PANTAU LAMPUNG- Indonesia gemar menepuk dada sebagai “surga investasi.” Namun siapa yang betah menanam modal di negeri dengan aturan semrawut, izin berlapis, dan kepastian hukum yang rapuh? Investor bukanlah penjudi. Mereka mencari kepastian—dan di Indonesia, kepastian itulah yang paling sulit ditemukan.
Bandingkan dengan Vietnam, Thailand, atau Malaysia. Aturan mereka jelas, perizinan ringkas, birokrasi ramping. Investor datang, industri tumbuh, lapangan kerja tercipta. Sementara di Indonesia, tarik-menarik kepentingan antar lembaga justru menenggelamkan potensi ekonomi dalam lautan regulasi. Tak heran bila modal asing hengkang, meninggalkan Indonesia hanya dengan sisa remah.
Dipasena: Luka yang Belum Sembuh
Bumi Dipasena di Lampung adalah cermin nyata. Pada 1990-an, kawasan tambak udang seluas 16 ribu hektare ini pernah jadi kebanggaan nasional, menyumbang devisa miliaran rupiah setiap hari. Namun sejak 2021, janji kebangkitannya mandek.
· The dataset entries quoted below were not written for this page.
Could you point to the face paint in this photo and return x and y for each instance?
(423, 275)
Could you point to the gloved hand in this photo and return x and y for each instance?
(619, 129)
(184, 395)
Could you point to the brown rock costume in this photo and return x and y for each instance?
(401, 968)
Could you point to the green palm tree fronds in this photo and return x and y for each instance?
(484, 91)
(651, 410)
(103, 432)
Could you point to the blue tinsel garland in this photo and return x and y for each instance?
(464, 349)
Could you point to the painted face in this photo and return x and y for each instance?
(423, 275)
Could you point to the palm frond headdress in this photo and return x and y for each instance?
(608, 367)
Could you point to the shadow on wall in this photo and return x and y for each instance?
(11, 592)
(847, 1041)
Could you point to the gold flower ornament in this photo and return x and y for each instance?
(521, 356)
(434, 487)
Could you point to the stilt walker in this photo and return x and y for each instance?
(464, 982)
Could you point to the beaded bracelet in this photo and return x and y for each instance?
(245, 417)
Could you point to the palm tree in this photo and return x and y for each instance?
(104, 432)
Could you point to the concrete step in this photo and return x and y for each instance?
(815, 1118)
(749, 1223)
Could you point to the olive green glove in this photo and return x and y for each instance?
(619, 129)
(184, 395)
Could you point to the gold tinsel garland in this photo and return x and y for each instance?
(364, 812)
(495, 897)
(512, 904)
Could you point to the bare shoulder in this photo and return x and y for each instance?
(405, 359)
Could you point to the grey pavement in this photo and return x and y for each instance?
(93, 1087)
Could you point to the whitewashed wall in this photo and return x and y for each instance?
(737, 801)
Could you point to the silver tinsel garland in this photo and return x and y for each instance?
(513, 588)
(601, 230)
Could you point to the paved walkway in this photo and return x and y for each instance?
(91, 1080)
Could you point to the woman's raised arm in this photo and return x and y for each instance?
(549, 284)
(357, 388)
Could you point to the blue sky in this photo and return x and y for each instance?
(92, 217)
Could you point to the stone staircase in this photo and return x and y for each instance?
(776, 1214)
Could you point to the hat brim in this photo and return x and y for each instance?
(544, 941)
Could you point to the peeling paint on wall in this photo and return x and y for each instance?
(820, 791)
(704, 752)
Pemerintah sibuk dengan kajian, sementara petambak kecil dipaksa bertahan dengan tenaga sendiri.
Infrastruktur rusak, tambak menua, teknologi tertinggal. Negara seakan hadir hanya lewat rapat dan dokumen, sementara rakyat pesisir dibiarkan bergelut dengan lumpur dan janji politik yang menguap.
Jangan Ulangi Pengkhianatan
Dipasena menyimpan luka lama: kemitraan inti-plasma yang timpang, petambak yang teralienasi di tanah sendiri, konflik tak berkesudahan. Hari ini, mereka memilih jalan kemandirian. Dengan menyisihkan Rp1.000 per kilogram panen untuk dana bersama, solidaritas tumbuh. Model ini sederhana, adil, dan berpihak pada rakyat.
Pertanyaannya: maukah negara belajar dari rakyat, atau kembali memaksakan pola lama yang sarat intrik?
Ujian bagi Negara
Revitalisasi Dipasena adalah ujian: apakah negara benar-benar hadir, atau sekadar pandai berjanji? Jika berani melangkah dari wacana ke implementasi, Dipasena bisa kembali jadi ikon perikanan dunia, penggerak devisa, sekaligus pengangkat kesejahteraan rakyat pesisir.
Namun jika tidak, Dipasena hanya akan tinggal sejarah—monumen kegagalan negara yang sibuk membangun regulasi berbelit, tapi abai memberi jalan bagi rakyatnya sendiri.
Investor boleh pergi, modal asing boleh pindah. Tapi bila negara tidak berpihak pada rakyat pesisir, untuk siapa sebenarnya semua regulasi itu dibuat?